Ideally you want a good balance of character types - at least one warrior, one caster and one clue-generator - or you can go nuts and pick a character randomly if you're insane. If a character dies doom advances one, you start a new character next turn, and you can go to your dead character to loot them for gear, spells, clues and anything else, along with retreating doom by one - provided that what killed them doesn't kill your new character.
Oh ya that's another fun game mechanic: Doom. There's a track at the top of the game board counting down. Certain events in the game, or if the stars align and the right omen comes up while there are certain colors of gates active on the game board, will see the doom counter tick down. You never ever want it to hit 0. For some Old Ones it 'simply' summons them into the world of living, meaning that you have to solve X number of mysteries AND then physically defeat the final boss to win, but for others... it simply means game over. You really want to avoid this.
Additionally, one of the expansions add a personal quest system to the game. Basically each character starts with a personal mini-quest that usually ties into what their special abilities make them good at. If you complete them the quest rewards often include stat or ability buffs, or enhance your character in some other way.

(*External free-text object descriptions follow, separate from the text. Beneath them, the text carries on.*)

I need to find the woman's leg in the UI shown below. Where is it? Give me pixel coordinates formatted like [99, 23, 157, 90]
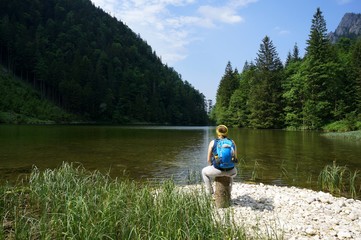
[201, 166, 222, 194]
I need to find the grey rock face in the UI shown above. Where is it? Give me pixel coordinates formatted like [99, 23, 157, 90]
[329, 13, 361, 43]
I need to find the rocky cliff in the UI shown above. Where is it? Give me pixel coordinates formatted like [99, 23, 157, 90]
[329, 13, 361, 43]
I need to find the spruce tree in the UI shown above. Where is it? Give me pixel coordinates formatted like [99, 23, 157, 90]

Some quest rewards are rather dull - say if they're just stat buffs, because you might already have those stats buffed to the max, but for the Salesman it allows him to straight up purchase clues via Acquire Asset rolls, while the Psychic it allows her to spend clues cancel out Mythos card effects which is hilarious broken and basically turns the game difficulty down to "Game Journalist Review Mode". However, these quests can be failed, and some can be failed quite easily if you aren't careful - and the penalties can range from light stuff like stat debuffs which be fixed pretty easily to horrible alterations to game mechanics that make the whole game much harder, like altering how the game calculates mystery completion criteria. Sometimes you will want to kill off a character to prevent quest failure if you don't have any other options.
Gameplay[edit]
The game is setup with the large game board and picking an Old One as the big bad of the game. You can draft it or pick a specific one. Some are vastly more difficult than others, which can be seen by how many Mysteries you need to solve to win the game. Easy ones require 4 mysteries, average difficulty is 3 mysteries, the really nasty ones require only two - and do not make the mistake of thinking that the 2 mystery ones are quick and easy. Hastur, for example, have mysteries that requires the player characters to catastrophically debuff themselves with multiple madness conditions before they can be solved.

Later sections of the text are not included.